In 2019, our studio was commissioned to collaborate with Nobel Laureate in Physics Konstantin Novoselov, who received the Prize in 2010 for his work on graphene. Besides science, Konstantin is keen on arts and creates artworks, inspired by Chinese watercolor and abstract art. One of his works was chosen for an exhibition about the future of AI in the State Hermitage Museum in St.Petersburg.
Our goal was to create a video that would accompany Novoselov’s artwork, becoming a single piece, which would draw parallels between the human mind and artificial intelligence.
Konstantin came up with the concept for the entire artwork—his idea was to show artificial intelligence as a cabinet with various shelves that store sorted information. While Konstantin created a watercolor painting, we produced a 3D artwork to become a part of the exhibition, uncovering Kostya’s idea in another medium.
Our video was based on this idea as well, but instead of the result of data processing, we showed the process of classifying.
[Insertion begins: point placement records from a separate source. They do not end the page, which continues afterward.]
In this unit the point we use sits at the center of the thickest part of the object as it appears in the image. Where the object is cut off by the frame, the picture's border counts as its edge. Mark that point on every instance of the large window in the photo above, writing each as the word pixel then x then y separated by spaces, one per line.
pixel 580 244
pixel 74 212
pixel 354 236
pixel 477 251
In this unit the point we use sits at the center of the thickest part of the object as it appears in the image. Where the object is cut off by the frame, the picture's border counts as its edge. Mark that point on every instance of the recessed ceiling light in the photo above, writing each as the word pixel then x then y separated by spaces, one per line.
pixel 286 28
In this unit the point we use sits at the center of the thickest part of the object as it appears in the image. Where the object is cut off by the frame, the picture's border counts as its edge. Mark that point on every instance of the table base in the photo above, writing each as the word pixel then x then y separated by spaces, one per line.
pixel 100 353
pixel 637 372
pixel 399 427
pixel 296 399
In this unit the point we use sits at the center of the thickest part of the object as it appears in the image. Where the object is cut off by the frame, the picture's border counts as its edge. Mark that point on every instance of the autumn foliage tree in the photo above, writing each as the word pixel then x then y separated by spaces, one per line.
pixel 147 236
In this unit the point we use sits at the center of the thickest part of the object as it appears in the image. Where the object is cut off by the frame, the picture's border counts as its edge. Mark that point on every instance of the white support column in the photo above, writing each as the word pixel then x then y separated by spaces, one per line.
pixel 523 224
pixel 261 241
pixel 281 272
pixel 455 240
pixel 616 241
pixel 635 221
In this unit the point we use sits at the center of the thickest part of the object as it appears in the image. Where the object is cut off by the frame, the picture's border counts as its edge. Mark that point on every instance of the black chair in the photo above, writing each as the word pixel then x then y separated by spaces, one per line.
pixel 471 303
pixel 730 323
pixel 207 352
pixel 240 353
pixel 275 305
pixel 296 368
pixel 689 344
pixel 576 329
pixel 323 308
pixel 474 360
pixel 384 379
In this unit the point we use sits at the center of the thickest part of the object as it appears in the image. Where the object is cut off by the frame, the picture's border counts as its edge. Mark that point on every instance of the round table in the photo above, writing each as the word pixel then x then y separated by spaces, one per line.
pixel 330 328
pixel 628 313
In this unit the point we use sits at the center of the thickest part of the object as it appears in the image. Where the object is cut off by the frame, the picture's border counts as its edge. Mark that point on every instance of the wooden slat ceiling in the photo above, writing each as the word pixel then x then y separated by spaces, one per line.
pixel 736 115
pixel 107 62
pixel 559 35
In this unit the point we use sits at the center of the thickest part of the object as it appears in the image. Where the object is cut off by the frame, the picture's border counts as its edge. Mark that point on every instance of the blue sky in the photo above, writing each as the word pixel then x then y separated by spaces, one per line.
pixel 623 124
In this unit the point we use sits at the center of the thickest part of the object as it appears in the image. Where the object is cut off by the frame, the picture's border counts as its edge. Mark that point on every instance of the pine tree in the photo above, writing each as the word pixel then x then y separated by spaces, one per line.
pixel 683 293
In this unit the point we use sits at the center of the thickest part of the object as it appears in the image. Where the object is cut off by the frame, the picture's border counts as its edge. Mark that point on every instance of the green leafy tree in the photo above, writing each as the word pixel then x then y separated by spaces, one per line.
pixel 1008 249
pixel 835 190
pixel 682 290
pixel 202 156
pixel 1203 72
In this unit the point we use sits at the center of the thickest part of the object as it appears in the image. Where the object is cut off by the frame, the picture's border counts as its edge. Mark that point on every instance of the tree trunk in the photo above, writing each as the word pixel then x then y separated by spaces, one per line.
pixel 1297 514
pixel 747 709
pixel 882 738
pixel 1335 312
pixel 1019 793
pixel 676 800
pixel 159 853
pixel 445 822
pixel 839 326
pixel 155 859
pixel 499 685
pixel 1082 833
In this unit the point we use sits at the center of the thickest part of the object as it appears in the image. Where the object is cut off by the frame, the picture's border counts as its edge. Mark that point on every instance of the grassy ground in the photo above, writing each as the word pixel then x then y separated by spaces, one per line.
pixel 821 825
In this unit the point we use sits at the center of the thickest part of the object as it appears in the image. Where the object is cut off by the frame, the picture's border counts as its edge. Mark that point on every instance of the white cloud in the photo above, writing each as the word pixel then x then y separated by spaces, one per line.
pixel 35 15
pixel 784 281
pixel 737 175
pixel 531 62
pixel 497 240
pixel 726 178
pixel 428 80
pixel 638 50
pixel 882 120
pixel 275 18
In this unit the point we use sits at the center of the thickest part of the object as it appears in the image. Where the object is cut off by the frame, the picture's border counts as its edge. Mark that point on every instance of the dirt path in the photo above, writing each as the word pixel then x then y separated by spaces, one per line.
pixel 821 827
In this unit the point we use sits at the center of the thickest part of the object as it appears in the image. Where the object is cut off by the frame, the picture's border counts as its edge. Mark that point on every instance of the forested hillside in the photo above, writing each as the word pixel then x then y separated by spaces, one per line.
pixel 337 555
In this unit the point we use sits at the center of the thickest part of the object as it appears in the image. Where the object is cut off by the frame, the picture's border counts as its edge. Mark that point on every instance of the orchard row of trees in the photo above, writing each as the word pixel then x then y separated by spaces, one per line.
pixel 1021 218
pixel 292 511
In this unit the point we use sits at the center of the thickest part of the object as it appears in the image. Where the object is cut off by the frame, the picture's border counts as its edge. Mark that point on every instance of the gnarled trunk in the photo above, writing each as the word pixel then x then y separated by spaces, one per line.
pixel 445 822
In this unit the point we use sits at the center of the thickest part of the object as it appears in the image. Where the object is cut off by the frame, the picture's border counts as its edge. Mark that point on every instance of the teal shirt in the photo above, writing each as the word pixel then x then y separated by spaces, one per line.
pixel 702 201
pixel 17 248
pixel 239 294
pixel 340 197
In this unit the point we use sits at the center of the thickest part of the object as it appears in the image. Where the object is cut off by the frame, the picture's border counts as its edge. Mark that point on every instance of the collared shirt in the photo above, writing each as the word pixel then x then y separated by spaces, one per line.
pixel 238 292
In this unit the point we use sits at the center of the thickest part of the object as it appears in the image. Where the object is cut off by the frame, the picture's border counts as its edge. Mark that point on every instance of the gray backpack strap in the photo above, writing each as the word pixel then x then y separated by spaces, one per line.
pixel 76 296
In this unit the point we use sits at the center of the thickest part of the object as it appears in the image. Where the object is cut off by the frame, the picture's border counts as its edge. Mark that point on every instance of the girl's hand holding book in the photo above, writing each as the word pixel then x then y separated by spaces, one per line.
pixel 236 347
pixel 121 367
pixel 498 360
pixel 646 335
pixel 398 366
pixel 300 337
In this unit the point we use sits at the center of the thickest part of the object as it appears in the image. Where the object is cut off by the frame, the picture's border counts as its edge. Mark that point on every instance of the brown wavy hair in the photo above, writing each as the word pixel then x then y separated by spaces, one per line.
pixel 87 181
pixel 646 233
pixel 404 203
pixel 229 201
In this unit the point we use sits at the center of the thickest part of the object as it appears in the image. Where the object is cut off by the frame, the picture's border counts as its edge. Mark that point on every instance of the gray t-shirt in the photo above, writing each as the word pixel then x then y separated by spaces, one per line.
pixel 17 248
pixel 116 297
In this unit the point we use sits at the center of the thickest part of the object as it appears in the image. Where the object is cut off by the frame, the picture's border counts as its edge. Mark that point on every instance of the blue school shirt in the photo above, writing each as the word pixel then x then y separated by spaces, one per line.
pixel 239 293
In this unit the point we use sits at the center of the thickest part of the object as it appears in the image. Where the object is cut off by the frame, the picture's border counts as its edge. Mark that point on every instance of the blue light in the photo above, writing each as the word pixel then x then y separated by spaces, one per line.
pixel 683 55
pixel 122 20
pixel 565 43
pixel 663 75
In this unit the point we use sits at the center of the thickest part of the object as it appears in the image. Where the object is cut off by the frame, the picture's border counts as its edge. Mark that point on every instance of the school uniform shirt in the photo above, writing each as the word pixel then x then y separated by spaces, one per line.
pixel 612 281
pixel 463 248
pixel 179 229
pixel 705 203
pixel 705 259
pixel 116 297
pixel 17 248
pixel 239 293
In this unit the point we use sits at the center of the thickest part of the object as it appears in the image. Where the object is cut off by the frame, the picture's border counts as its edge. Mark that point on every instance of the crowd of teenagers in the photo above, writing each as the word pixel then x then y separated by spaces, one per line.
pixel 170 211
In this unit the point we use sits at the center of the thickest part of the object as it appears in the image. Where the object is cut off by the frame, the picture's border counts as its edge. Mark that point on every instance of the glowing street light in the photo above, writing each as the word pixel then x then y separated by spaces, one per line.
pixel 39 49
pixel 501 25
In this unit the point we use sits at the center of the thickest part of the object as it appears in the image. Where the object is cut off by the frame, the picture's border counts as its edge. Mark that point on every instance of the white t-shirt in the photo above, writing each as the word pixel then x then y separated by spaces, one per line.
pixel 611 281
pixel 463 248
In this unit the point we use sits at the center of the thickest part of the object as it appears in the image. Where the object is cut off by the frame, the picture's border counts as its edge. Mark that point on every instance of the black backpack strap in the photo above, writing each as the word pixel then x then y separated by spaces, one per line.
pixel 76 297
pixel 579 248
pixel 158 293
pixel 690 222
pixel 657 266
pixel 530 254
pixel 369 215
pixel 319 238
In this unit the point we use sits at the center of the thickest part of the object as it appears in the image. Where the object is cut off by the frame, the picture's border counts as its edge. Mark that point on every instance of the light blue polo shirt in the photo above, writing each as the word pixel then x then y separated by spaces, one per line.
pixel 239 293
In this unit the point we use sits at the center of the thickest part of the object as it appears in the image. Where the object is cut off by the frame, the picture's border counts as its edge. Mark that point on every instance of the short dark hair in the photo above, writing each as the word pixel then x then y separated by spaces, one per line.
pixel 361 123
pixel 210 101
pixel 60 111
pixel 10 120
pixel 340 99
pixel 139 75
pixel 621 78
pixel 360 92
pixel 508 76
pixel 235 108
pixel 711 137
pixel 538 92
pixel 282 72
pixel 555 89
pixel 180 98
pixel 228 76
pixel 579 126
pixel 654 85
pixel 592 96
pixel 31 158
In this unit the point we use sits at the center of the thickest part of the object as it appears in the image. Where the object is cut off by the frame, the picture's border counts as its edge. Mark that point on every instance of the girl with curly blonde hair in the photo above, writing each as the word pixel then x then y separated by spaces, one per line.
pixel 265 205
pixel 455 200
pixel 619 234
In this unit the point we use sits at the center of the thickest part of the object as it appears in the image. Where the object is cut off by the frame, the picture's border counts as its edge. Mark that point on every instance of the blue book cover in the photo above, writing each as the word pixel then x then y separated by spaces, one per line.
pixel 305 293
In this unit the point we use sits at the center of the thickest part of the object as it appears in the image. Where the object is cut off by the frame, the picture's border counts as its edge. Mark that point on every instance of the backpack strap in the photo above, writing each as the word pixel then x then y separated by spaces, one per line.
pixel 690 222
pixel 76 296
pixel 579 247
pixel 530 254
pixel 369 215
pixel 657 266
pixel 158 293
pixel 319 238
We see miscellaneous bits of data, which are then combined in blocks of different sizes, transparent enough to see what information they are based on.
This metaphor gave us an opportunity to visualize complex abstract concepts as tangible and understandable objects.
During the production process, we experimented with different materials but came to the conclusion that the best material to show the process of interpretation and the formation of patterns and algorithms would be glass.
Digitally growing glass bodies around chunks of data shown by various particles, we see how neural networks separate important objects from chaos and form memory units, interconnecting them to use in computations.
The artwork was exhibited in the State Hermitage Museum from June 7th to July 7th, 2019. The event was the first in Russia to feature art created by neural networks and other algorithms of machine learning, so it attracted widespread media coverage, with some of the journalists comparing the exhibition with the first show of impressionists in 1874 in Paris.